3 Dr. Schoolfield, a specialist in Bone and Joint Surgery, who had not treated appellant, but examined him for the purpose of testifying, described appellant's injury as follows:

'Q. (By Mr. Gismant): Would you take these (X-rays) and very briefly tell what they show, please sir?

'A. Well, the main thing that it shows is a reduction of the lumbosacral joint, that is produced throughout its entire extent forward and backward, and the facets are overriding, laminae are narrowed, reduced, and the same thing was showed in the plates made yesterday.

'The Court: All right.

'Q. (By Mr. Gismant) Would you tell the Court the significance of that, please, sir?

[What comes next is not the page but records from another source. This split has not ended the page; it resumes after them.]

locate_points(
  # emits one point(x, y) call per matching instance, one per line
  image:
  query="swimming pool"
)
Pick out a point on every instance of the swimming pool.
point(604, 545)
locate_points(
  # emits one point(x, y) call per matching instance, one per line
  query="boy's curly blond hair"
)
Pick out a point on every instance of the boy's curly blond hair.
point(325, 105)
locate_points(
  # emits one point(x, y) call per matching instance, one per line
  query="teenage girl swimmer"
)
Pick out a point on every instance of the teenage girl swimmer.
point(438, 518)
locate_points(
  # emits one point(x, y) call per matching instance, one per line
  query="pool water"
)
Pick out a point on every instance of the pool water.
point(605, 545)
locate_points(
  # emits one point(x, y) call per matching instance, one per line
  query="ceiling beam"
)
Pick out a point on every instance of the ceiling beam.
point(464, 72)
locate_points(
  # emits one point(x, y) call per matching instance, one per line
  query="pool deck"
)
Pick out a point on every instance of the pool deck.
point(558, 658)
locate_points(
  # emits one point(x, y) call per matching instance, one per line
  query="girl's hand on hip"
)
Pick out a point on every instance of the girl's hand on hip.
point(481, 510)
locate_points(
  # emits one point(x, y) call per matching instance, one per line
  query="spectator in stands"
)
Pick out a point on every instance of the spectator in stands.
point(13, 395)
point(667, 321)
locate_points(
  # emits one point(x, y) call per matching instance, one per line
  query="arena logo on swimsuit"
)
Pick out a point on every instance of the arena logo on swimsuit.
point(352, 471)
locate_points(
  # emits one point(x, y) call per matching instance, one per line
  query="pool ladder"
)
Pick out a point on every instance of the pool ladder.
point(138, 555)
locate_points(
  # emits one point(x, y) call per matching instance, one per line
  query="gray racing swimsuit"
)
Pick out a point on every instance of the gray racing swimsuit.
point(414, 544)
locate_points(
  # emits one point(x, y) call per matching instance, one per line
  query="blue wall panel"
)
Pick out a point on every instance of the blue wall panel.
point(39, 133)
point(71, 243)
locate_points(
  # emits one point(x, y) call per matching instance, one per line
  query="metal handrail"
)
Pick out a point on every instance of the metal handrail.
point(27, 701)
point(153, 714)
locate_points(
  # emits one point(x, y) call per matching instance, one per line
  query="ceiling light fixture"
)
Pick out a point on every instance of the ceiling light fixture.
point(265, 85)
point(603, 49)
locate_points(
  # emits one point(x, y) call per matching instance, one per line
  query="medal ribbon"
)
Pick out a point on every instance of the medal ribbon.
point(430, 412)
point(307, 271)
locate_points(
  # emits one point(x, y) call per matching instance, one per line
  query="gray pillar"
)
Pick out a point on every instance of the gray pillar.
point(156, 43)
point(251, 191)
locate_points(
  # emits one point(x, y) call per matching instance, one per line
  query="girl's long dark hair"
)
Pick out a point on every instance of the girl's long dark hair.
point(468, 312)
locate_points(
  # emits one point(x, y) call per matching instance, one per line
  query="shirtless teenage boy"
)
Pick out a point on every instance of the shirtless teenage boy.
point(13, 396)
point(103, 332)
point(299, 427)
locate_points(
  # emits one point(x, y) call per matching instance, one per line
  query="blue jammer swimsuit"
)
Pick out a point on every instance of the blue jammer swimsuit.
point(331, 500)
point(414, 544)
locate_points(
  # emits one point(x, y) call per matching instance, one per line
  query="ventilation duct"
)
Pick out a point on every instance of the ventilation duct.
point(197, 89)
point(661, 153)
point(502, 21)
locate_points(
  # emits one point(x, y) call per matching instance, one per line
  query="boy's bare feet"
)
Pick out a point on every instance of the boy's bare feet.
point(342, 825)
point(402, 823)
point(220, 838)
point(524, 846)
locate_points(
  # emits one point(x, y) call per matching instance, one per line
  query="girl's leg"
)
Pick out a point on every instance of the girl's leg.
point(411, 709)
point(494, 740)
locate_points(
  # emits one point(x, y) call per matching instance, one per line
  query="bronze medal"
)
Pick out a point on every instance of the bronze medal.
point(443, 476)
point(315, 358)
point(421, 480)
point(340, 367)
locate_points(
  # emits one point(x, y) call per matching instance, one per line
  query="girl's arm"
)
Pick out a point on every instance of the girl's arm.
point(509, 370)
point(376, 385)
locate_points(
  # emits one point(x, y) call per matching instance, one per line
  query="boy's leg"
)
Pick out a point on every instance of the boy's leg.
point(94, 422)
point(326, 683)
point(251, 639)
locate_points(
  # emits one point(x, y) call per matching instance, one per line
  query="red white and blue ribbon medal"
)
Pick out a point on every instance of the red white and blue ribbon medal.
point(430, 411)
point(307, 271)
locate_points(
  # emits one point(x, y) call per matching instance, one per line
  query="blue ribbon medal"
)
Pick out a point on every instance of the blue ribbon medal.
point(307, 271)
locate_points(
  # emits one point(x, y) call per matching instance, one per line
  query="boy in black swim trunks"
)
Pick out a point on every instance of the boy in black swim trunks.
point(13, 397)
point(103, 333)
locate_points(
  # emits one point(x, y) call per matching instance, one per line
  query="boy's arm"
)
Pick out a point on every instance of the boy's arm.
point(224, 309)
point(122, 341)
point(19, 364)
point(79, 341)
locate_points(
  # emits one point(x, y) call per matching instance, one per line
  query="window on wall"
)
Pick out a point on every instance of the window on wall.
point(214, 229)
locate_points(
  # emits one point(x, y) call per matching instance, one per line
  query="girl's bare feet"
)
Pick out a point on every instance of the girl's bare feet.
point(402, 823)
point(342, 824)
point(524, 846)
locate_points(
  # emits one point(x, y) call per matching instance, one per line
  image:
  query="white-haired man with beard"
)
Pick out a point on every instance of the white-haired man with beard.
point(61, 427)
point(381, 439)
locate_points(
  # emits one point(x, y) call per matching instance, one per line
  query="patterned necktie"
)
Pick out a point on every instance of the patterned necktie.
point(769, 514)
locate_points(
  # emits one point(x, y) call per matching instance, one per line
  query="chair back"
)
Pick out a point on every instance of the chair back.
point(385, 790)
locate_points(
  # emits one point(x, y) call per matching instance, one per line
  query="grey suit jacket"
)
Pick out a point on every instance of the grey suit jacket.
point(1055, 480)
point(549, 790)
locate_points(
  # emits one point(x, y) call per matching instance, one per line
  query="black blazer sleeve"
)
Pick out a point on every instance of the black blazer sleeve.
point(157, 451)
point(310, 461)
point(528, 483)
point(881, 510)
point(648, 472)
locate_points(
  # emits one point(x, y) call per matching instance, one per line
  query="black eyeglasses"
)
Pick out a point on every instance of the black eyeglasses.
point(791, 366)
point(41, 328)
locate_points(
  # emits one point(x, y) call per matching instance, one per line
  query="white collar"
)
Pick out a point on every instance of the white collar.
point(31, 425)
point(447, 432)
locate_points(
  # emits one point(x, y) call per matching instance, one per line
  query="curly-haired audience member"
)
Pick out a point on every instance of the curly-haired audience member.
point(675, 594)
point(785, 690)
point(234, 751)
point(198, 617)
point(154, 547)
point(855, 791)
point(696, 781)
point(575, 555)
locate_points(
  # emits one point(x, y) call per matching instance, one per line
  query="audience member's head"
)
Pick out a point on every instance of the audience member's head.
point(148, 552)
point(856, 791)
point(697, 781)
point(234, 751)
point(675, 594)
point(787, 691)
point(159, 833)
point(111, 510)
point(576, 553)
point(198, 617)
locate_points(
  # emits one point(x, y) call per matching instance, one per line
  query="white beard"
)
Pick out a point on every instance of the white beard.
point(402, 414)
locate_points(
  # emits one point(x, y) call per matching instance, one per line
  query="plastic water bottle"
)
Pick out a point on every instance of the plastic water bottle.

'A. Well, it means that if that joint had been damaged, and there had been a settling at that point-- in other words, the spine is settled down and has become narrowed at the lumbosacral joint due to the material there having escaped out of the lumbosacral disc.

'Q. I will ask you, Doctor: Have you an opinion, based upon a reasonable medical certainty, as to whether or not the condition you have observed, herein described, the X-ray film, have you an opinion, based upon reasonable certainty, as to the permanency of this condition, sir?

'A. Yes, sir.

'Q. What is that, sir?

'A. I think it is a permanent injury.

'Q. You do, sir. I have one more question, Doctor. Doctor, if you assumed that this man is thirty-one years old, assumed that he was on a truck attempting to push back a steel casing some thirty feet long, and assumed that in so doing, he has injured his back, and assumed that these other facts which you testified to and which are shown by the X-ray, could you render an opinion as to whether or not that was a producing cause of the injury that he now complains of?

'A. Well, I would think so, unless he had something before that time.

'Q. I see. In looking at the X-rays, do they indicate anything, any prior condition that might affect this?

'A. I don't think so.

(On cross-examination)

'Q. And you did find a congenital condition in his back? That is a weakening condition, isn't it, Doctor?

'A. Well, some people might so regard it. I don't pay much attention to it, unless it is associated with evidence of injury.

'Q. But you say that the congenital condition was there when you saw him in July?

'A. Yes, we see that in a good many people.'

4 Appellee points out that counsel for appellant objected to the court's probably inadvertent but erroneous comment upon the court's denial of the motion for new trial, that appellant 'has been back to work ever since.' It notes that, in spite of such objection, the court still emphatically adhered to its view that the testimony did not justify any award.

5 Though the qualifications of Dr. Nelson Alexander to testify as an expert witness were severely attacked because he was an osteopath rather than an M.D., he testified as follows:

'Q. Now, Doctor, did you find any fractures or breaks or dislocations in the back when you X-rayed it?

'A. No sir.

'Q. Did you find any strain of any muscles when you examined it?

'A. Yes sir.

'Q. And what was your diagnosis at that time, Doctor?

'A. As a severe-- rather severe-- sacro-iliac strain.

'Q. Is that a strain of the muscles?

'A. Yes, sir, a strain of the muscles, which was-- that was just a bald diagnosis of sacro-iliac strain, which comes back again to this congenital deformity which left it liable to be strained.'

6 Unlike Dr. Alexander, the Company osteopath, Dr. Schoolfield, appellant's medical witness, apparently possessed eminent qualifications as a specialist in Bone and Joint Surgery. As heretofore noted, however, in footnote (3), supra, Dr. Schoolfield merely examined appellant for the purpose of testifying in his behalf, and, in fact, admitted on cross-examination that he often testified as a medical expert for plaintiffs. In any event, the trial court, who had heard this witness testifying many times previously and had the superior opportunity to pass upon his credibility in this instance, chose to reject his and appellant's testimony, and, of course, such testimony was not binding upon the court.